Secunda intentio — the second intention — is, in scholastic usage, a concept that refers to other concepts. While the first intention (say, horse) aims at real horses, the second intention (say, species, genus, universal) aims at first intentions themselves. They are the tools of logic: concepts with which the mind analyzes its own cognizing.
Thomas Aquinas introduces this distinction in his commentary on the Sentences; Hervaeus Natalis (d. 1323) develops it systematically in De secundis intentionibus.
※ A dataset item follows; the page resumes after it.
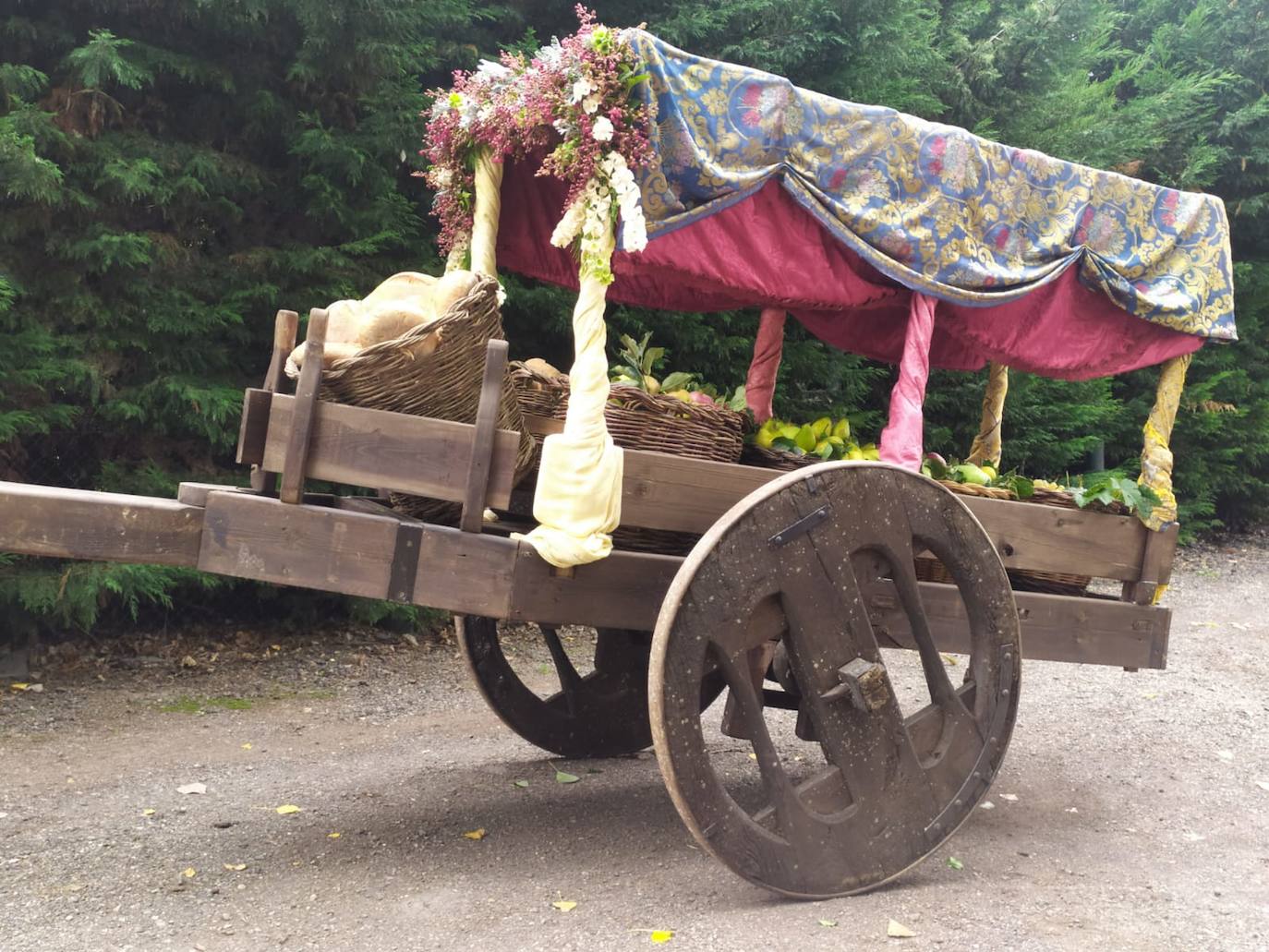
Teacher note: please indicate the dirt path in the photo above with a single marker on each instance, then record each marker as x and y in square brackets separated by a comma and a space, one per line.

The scholastic doctrine becomes the precursor of modern logic: what Frege will grasp as concept-script and Tarski as metalanguage has its conceptual-historical root here.
Beyond formal logic, too, the thought carries far. The second intention structurally describes that act which contemporary cognitive science knows as metacognition: knowledge-about-one’s-own-knowledge, reflection on one’s own state of cognition (Cleeremans, Frith, Carruthers). Even if some animals display simple forms of metacognitive acts, propositional reflexive self-attribution — a judgment about one’s own judging — remains with the human being.
In the Personhood ontology, the second intention is operative in a twofold way: first as a class of concepts about concepts (concept of person is a second intention with respect to person), second as a bridge to the metacognitive act-structure that belongs to the faculties of the rational soul. Whoever reflects on what he thinks performs an act of second intention — and precisely this act presupposes original intentionality.
Ontological classification: Counter-concept: First Intention; related to: Self-Consciousness.
Sources: Generated by querying the Personhood ontology.
References: Bexten 2017, pp. 38—45, 48—49 (doctrine of concepts and reflection).
Further sources:
- Thomas Aquinas: Scriptum super Sententiis I, dist. 2, q. 1; Summa theologiae I, q. 85.
- Hervaeus Natalis: De secundis intentionibus. Composed ca. 1307—1316.
- Carruthers, Peter (2008): “Meta-cognition in Animals: A Skeptical Look”. Mind & Language 23(1), pp. 58—89.